Up close the brackets are clearly in need of buckets and buckets of Rustoleum and it was no big surprise when photos appeared last month of new CPL masts getting ready to replace the westbound bracket. It is for these reasons that it is so important to document this classic infrastructure before it is gone forever.


Even tho the Cuttoff and its CPLs are configured for bi-directional CTC, the ultimate fate of these signals will be sealed by the pole line that still transmits signal state and electrical power. Old school pole lines are a big ticket maintenance item that also have serious reliability ramifications as well. The current state of the art in signal power and communications is to transmit block state through coded track circuits in the rails and deliver electric power either through a utility grid connection or via solar panels and batteries. The old state of the art was a classic multi armed telegraph pole carrying a multitude of single strand copper wire.

These copper wires would transmit single bit state information between the signaling locations such as if the local signal was at Stop and Proceed it would cut voltage to the state wire to the next signaling location triggering an Approach indication. Also included would be some sort of code line to transmit information to any interlockings via pulse code modulation as well as a 400-480v AC power line that would be appropriately rectified at the signal sites to light the signals and power the relays and track circuits.

Here we see the eastbound Magnolia bracket with its wrist thick umbilical of copper signal wires stretching from the telegraph pole to the relay boxes. The box hanging below the crossarm is most likely a power transformer changing the 440V power feed to a lower voltage for consumption by the equipment in the relay box. You can see the difference in the insulators between the ones for signal state and the ones for power supply.

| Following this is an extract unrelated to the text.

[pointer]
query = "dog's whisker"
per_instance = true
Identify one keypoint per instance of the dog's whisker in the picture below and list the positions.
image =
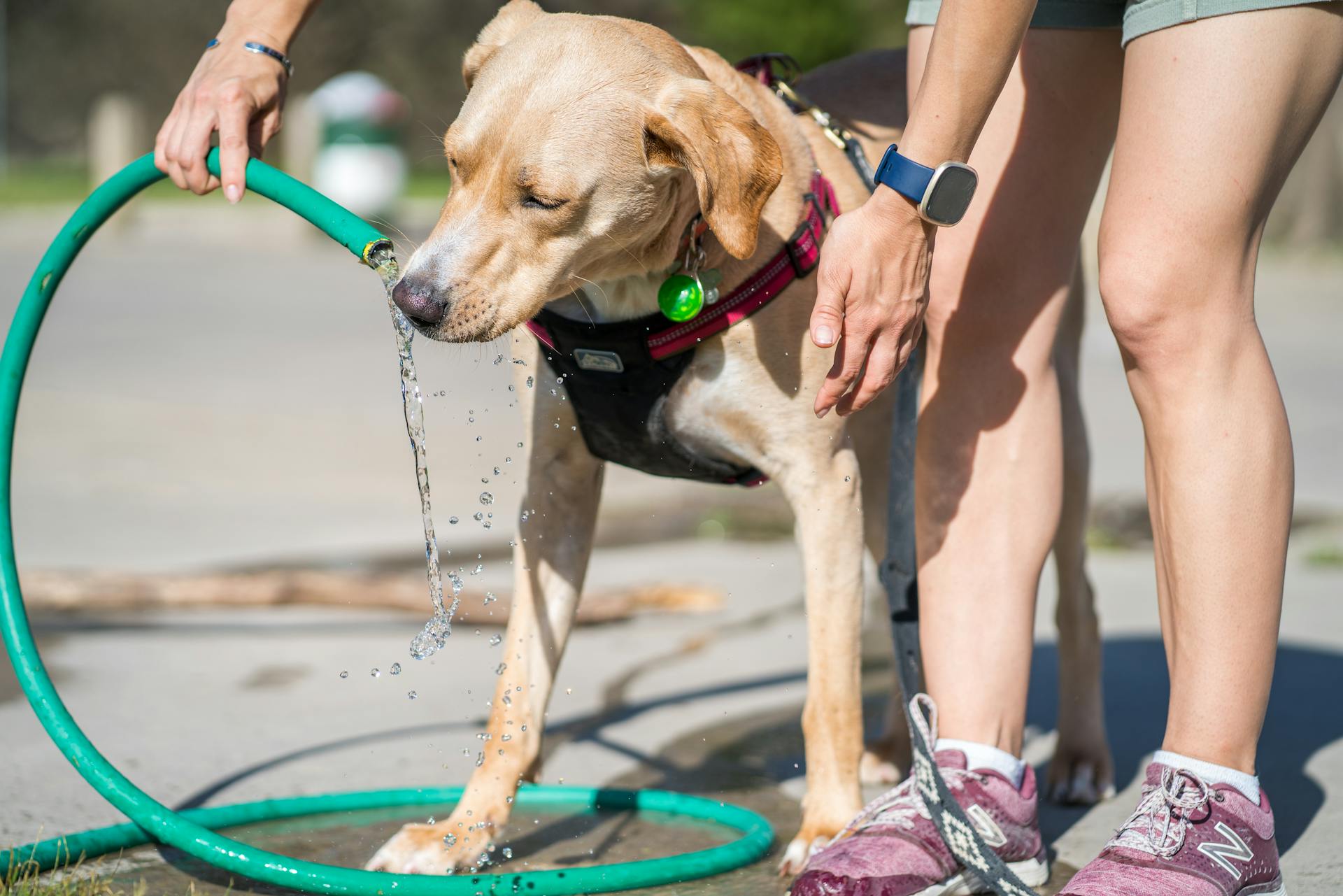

Looking west along the pole line we can see how only a small number of wires are needed for a modern two-track CTC setup. Back in the day before modern communications this pole would have been crammed full of telephone wires connecting not only lineside booths, but also railroad towers and offices stretching hundreds of miles in either direction. Keep in mind that before such things as the power grid and public switched telephone network existed the railroads had to roll their own.


Here we can see the top of the westbound bracket. The sheer quantity of rust is one indication as to why this unit may be marked for replacement.


Here we see the eastbound bracket from the rear showing the pole line and its subsequent journey up and over the mountain that the Graham tunnel bores through. Is it any wonder that pole lines are near the top of a C&S department's capitol improvement list?


Magnolia is also the site of a pole line utility power feed. The power for the pole line's 440v single phase supply has to come from somewhere and this is one of those places. The power comes from a utility pole, through a meter, through some sort of converter box that probably changes the frequency to 100hz or something and then onto the pole line's feeders.


Moving on to the next location we find the CPL bracket mast at PAW PAW. Unlike Magnolia, this signal governs eastbound trains only as the Carothers Tunnel and a curve blocks the sight lines in the westbound direction.